ANCORA SULL’AUTONOMIA DIFFERENZIATA | Vincenzo Montuori (Cr)
Sarà per una maligna inclinazione delle stelle o per una tendenza tutta italiana, ma ho l’impressione che, quando in Italia si vuole varare qualsiasi riforma di vasta portata, si parte dalle procedure e dagli organismi deputati ad intervenire piuttosto che dai contenuti oggetto del processo di riforma; col rischio di vanificare il processo stesso sotto la mole degli adempimenti formali.
Ciò sta avvenendo, a mio avviso, anche con il progetto di autonomia differenziata appena sbarcato in Consiglio dei Ministri.
E mi spiego; si fa un gran parlare degli organi che dovranno gestire un tale processo: la conferenza Stato-Regioni, la “cabina di regia”, le commissioni tematiche ma si stenta a focalizzare quali sono gli obiettivi settoriali da perseguire con proposte concrete. Prendiamo ad es. una questione che sta a cuore a tutti noi, anche se si nasconde sotto una sigla: LEA o LEP, i livelli di assistenza pubblica essenziali a livello sanitario che ogni regione dovrebbe garantire ai suoi pazienti. Invece di discutere in astratto, bisognerebbe definire quali sono, per TUTTE LE REGIONI, i livelli minimi di assistenza pubblica da garantire; faccio un esempio pratico: se una colonscopia o una gastroscopia le si fanno rientrare nei LEA in Lombardia e non in Calabria, si rischia che lo screening dei pazienti in una regione sarà assicurato e nell’altra no; e ciò comporterà che nella prima quella procedura sarà attivata per tutti e nella seconda no, con il risultato che nel primo caso si potranno monitorare le patologie che sono individuate dalla colonscopia e dallo gastroscopia come il cancro al colon o allo stomaco; nel secondo no. Inoltre, una volta definiti i LEA uguali per tutti, bisogna indicare preventivamente i finanziamenti necessari, altrimenti dei LEA riconosciuti sulla carta non potranno essere garantiti per mancanza di fondi.
Infine, non si può pensare che le Regioni possano chiedere di avocare a sé tutte le materie oggetto della futura trattativa, perché alcune riguardano scelte settoriali, altre l’esercizio di diritti civili uguali per tutti gli italiani; è questa la ragione per cui si potrà concedere ad una regione di gestire il turismo ma non di varare una legislazione esclusiva per la sanità o per la scuola.

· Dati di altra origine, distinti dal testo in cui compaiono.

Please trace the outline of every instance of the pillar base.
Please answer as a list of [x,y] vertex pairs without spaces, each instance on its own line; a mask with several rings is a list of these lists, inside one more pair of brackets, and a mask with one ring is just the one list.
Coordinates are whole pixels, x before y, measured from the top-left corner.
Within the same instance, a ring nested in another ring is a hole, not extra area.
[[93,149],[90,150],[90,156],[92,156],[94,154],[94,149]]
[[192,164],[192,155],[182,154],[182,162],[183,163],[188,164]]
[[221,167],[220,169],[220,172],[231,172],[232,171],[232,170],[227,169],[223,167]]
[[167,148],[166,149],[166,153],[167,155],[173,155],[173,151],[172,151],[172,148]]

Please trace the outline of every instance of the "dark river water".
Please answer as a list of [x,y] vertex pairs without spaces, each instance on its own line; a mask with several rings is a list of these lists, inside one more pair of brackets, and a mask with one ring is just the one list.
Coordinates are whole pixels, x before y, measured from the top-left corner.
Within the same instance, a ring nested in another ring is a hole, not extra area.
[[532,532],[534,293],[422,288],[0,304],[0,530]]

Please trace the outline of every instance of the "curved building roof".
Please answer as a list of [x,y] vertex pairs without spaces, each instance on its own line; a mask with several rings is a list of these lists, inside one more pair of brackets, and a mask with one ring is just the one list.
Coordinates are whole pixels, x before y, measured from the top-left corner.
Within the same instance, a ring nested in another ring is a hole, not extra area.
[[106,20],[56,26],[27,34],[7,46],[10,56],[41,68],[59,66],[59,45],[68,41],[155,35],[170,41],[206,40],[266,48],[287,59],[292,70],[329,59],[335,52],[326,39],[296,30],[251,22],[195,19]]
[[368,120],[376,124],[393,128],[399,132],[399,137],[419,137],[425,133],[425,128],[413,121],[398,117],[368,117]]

In sostanza, una riforma dell’autonomia varata senza aver prima determinato questioni come i LEA, o i limiti delle richieste di cui sopra, a mio giudizio, o diventa una boutade o si trasforma in un boomerang per l’Italia tutta; in poche parole in un rimedio peggiore del male del “centralismo” che la riforma stessa vorrebbe contrastare.